I fail to understand the analogy. One is a highly optimized compiler; the other is an annoying paperclip. I'm sure there would have been a better analogy over on User Friendly.
-
Tuesday 10th February 2026 15:04 GMT Spamfast
The Straw Man
As others have pointed out, code generated by a C compiler is allowed to take as long or short a time as the compiler likes regardless of any optimization options - nothing in any C specification has ever had anything at all to say about this.
In fact, with the pipelining & caches in microprocessors, not to mention concurrency in the form of interrupts (including preemptive multi-tasking on a single hardware thread processor) and SMP even a function written in assembler whose execution flow depends entirely deterministically on its inputs can take different amounts of time depending upon what other code has been executed between invocations.
Complaining that a C compiler does what it's supposed to do because you wanted it to do something else is a classical logical falacy. If this is the best example René Meusel can give at a FOSDEM then maybe they should consider inviting someone else to speak.
-
Tuesday 10th February 2026 17:30 GMT PapaPepe
Timing attacks
This article shows two things:
1) In general, software construction can only rarely be called "software engineering": Using C compiler and assuming the result will conform to some assumption about running time is "off-label" use of an important system-building component. This may be acceptable in medicine, but it is not an acceptable practice in engineering.

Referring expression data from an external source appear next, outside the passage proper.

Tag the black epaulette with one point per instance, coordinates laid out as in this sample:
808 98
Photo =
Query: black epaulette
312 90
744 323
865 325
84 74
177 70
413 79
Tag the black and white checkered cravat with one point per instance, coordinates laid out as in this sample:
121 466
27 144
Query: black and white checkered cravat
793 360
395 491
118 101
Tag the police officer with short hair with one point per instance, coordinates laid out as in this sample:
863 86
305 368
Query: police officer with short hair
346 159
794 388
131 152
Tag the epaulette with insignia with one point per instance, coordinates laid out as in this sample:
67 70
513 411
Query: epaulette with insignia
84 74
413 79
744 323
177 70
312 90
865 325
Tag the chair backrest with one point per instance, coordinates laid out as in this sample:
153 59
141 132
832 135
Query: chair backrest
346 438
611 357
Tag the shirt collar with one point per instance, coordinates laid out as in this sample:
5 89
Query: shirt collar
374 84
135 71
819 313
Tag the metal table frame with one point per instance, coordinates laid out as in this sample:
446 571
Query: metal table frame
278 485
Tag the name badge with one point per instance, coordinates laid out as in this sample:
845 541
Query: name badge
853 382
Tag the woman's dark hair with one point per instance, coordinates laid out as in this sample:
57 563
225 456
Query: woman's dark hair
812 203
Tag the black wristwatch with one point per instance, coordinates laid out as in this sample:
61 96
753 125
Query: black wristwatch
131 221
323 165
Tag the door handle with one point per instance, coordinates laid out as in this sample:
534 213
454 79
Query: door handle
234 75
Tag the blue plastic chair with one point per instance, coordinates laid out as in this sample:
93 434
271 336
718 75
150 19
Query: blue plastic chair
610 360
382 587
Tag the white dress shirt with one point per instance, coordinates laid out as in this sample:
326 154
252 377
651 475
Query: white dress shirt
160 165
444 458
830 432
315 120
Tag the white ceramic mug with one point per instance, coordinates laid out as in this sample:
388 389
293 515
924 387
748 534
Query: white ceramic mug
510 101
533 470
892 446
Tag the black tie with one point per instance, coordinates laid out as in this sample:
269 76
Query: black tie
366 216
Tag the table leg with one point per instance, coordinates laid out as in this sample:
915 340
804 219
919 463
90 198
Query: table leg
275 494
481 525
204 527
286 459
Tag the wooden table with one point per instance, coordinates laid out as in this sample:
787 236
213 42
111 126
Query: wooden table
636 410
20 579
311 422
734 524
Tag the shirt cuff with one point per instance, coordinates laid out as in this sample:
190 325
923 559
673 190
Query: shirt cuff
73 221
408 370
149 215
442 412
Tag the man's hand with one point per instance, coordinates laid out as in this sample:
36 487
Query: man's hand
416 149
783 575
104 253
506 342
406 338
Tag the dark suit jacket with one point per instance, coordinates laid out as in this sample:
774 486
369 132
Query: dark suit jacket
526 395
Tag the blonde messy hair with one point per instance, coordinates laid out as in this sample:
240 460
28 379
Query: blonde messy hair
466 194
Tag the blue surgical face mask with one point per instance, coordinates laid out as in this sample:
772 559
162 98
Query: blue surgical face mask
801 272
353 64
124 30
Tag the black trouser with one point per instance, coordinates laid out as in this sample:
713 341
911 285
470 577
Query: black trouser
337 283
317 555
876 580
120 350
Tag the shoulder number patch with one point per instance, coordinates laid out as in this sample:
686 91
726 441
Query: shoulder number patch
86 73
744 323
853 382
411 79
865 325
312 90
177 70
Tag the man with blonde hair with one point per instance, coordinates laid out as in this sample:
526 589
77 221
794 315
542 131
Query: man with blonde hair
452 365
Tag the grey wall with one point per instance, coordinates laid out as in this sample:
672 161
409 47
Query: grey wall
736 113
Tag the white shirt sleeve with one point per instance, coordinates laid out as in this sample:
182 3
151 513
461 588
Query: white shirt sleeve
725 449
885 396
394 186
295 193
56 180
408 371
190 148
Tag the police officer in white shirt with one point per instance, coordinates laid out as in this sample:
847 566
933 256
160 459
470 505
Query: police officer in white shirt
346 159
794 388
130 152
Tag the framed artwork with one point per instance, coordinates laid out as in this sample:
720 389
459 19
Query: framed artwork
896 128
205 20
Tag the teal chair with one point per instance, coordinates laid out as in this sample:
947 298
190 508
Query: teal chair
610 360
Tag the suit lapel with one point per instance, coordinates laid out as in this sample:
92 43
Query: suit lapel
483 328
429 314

2) Systems vulnerable to timing attacks suggest to me both their architects and their users would do well to read an old, old position paper by Ben Laurie and Abe Singer: https://www.nspw.org/papers/2008/nspw2008-laurie.pdf
-
Friday 13th February 2026 22:07 GMT captain veg
Can it be fair to require the average programmer to understand inline assembly,
Yes.
Absolutely.
Completely.
I would go as far as to say that anyone who can't understand some kind of assembly is not really a programmer.
Still, the answer to the conundrum at the heart of the article is simply to place the boolean result into some storage location and to return it after a fixed delay on a timer. Isn't it?
-A.
-
Saturday 14th February 2026 06:26 GMT Herby
Old news...
In the distant past (the 60's to be more exact) IBM had optizations in its Fortran compiler. The "most aggressive" was opt level 2. I remember being told that while to worked most of the time, occasionally it could "optimize" entire loops out of existence. So yes, this is old news.
As for comparing passwords: You should read in all the characters of the password BEFORE doing anything with it. Sure go ahead and check the hashes, but the error time will always be consistent. If it is BAD, it will take some time. Since it is comparing hashes, the character on which the hash fails is irrelevant since the character of the hash being wrong tells little about which character in plaintext is bad (as that is what hashes are supposed to do!).
-
Saturday 14th February 2026 11:11 GMT ilpr
Problem isn't the compiler here..
Problem isn't the compiler here - it is allowed to do these kind of optimizations. The problem is what kind of value you are comparing: if you are using plaintext password sure, attacker might guess something, but one-way cryptographic hashes like SHA are supposed to unpredicatable and secure - precisely for this kind of purpose. So if you are properly hashing (and salting) the password it should not matter what the timing is as you cannot predict the password from the hash.
This all sounds like someone has not understood the meaning and purpose of hashing and has decided to blame to compiler on their iffy code.